I’m shocked. Every banana I’ve eaten is the post apocalypse reconstruction replacement? Shit! It turns out I’ve been eating the Cavendish banana. That’s right. I’ve never had a banana that wasn’t the last ditch effort of the lab coat guys from the last banana war. God bless ’em.

Unfortunately, everyone agrees the current strain is inferior to the good old days of yore. I’ve been eating shit all this time! I had no idea my life was marred by inferior bananas.

Which brings me back to my original point. From various viewpoints we’re already living in post-apocalypse times. It simply doesn’t feel like tragedy because it happened slowly, or long ago, or the dudes in labcoats came up with a backup plan. The wipeout of Big Mike isn’t good news but we absorbed it so completely I had no idea.
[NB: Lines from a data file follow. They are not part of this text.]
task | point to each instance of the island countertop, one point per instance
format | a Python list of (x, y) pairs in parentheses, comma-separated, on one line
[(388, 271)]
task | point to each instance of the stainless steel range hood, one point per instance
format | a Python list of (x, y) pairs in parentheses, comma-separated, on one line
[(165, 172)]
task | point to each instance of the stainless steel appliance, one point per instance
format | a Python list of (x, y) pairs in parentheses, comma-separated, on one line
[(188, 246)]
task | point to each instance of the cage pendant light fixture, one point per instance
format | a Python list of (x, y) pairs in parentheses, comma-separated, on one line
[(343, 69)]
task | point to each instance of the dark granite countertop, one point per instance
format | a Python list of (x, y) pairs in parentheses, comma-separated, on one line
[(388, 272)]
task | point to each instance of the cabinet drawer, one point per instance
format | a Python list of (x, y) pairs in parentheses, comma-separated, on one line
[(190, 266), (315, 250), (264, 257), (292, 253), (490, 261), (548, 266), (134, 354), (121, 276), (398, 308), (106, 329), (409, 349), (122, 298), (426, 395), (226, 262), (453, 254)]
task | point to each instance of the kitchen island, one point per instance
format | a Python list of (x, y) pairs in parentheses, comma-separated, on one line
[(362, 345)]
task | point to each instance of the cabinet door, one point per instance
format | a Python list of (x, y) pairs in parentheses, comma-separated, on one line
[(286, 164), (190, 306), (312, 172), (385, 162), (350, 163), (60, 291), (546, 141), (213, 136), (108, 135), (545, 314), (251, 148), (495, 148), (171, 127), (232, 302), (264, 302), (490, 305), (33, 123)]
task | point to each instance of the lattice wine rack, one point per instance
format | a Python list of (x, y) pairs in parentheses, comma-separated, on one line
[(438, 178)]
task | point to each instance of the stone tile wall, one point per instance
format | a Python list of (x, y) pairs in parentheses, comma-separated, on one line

We are in the “post apocalypse” of many things. Don’t give a shit about bananas? (How can you not like bananas? You monster!) Fine! Try different examples: You know that Christmas carol “chestnuts warming by an open fire”? Chestnut blight means you don’t get them in America. (They’re delicious when roasted by the way.) Think it’s only modern evil assholes at Monsanto that had this problem? Look up silphium which presumably died out around 200BC in Libya. (Gonna’ blame that disaster on America, GMOs, or global warming? Which is it hippie!)

Don’t give a rip about plants or trees? Fine! How about shit that killed people “apocalypse style”? The black plague pretty much hosed Europe. How can that not be an apocalypse? It doesn’t count if it happens to Europe? Fine PC freak, read up on small pox instead. Still bored because history is all old stuff? OK go ahead and vacation in Sierra Leone this summer and ask about Ebola.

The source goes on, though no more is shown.